From what Cabor had told me, my grandfather and Blackfin were trying to break into the city. That would be a coup like striking the mother lode for technology. “Do you have the knowledge of the ancients?” I interrupted and he looked down at me.
“Yes.”
“All of it? The power to destroy a city with one button? Fly through the air inside a carriage or ride a carriage on those cement straightaways. Because that’s what the people want who shot me. They’re going to invade the Borderlands, steal the lost technology from the ruined cities and bring back those days pre-fracture,” I said and everyone in the room quieted so they heard every word. I swallowed. “I won’t let that happen. Would you help me stop them?”
“Why you?” Janic asked spreading his hands.
“I don’t know. Both my grandfather, the wizard and Lyr Averon said I was some kind of catalyst they needed to start the war. Both sides want me but I don’t want this. I don’t want war. The Elassai are no more vicious than the Oldlanders. Too many people have died over this bloody land and I won’t be a part of more deaths.”
“Do you know what a catalyst is, Tobias?” Cabor asked and I nodded.

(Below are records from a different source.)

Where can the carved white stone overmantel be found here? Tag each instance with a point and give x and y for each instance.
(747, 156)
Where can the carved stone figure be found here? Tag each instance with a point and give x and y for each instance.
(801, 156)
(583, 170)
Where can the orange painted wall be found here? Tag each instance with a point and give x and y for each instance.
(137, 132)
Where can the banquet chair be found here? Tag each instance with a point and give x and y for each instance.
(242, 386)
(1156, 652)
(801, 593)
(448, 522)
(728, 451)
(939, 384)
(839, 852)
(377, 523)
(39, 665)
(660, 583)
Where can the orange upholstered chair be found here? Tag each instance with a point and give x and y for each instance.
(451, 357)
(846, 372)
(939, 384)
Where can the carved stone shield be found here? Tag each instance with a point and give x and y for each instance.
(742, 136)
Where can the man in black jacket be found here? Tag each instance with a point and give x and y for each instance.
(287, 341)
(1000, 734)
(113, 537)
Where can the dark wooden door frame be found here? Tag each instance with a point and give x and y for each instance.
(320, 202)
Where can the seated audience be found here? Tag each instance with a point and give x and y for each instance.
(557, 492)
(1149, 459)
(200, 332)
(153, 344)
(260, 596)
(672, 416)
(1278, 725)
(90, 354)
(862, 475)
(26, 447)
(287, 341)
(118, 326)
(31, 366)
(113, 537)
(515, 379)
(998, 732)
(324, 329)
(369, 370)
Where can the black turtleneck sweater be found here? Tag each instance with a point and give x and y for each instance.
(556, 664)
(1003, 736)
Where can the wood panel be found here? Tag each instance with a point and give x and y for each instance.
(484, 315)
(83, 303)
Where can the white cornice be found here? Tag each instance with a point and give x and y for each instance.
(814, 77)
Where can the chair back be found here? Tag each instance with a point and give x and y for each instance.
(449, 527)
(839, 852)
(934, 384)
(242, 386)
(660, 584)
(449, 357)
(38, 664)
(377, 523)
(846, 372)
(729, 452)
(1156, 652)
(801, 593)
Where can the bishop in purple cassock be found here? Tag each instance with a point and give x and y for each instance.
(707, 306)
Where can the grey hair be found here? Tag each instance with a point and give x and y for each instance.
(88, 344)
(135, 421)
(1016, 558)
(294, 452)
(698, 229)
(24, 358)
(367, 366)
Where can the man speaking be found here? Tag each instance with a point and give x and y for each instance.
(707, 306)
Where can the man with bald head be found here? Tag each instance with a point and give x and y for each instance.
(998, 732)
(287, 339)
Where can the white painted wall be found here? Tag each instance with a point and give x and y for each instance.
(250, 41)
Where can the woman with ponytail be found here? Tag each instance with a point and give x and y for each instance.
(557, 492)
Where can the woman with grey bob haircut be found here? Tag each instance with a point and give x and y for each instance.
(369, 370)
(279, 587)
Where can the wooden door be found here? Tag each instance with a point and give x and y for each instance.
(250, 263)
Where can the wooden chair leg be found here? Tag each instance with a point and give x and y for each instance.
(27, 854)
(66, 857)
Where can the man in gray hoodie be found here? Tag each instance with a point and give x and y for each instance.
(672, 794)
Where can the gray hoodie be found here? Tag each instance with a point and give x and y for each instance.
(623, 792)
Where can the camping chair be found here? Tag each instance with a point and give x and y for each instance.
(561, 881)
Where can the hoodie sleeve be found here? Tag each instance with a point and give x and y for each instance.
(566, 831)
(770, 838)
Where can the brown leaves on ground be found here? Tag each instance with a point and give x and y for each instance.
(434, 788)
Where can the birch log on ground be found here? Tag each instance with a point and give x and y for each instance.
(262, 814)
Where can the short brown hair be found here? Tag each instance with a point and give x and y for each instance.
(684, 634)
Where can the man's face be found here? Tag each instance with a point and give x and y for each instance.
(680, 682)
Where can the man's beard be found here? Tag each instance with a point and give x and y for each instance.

“Something that causes an important event to happen,” I answered. He didn’t say anything else and their questions were answered by the med-tech. He brought me on a tour of the city, I was amazed at the size and variety of all that existed built under the glacier. There were gardens and fields were food was grown and vast caverns covered with dwarf trees in forests thick enough in which to get lost and vast lakes where people boated and fished.
In fact, they had everything under the ice that we had above the ice. The only thing missing was the blue sky for they even had artificial sunlight.
When he brought me back to my room, I collapsed on the bed and was asleep in seconds.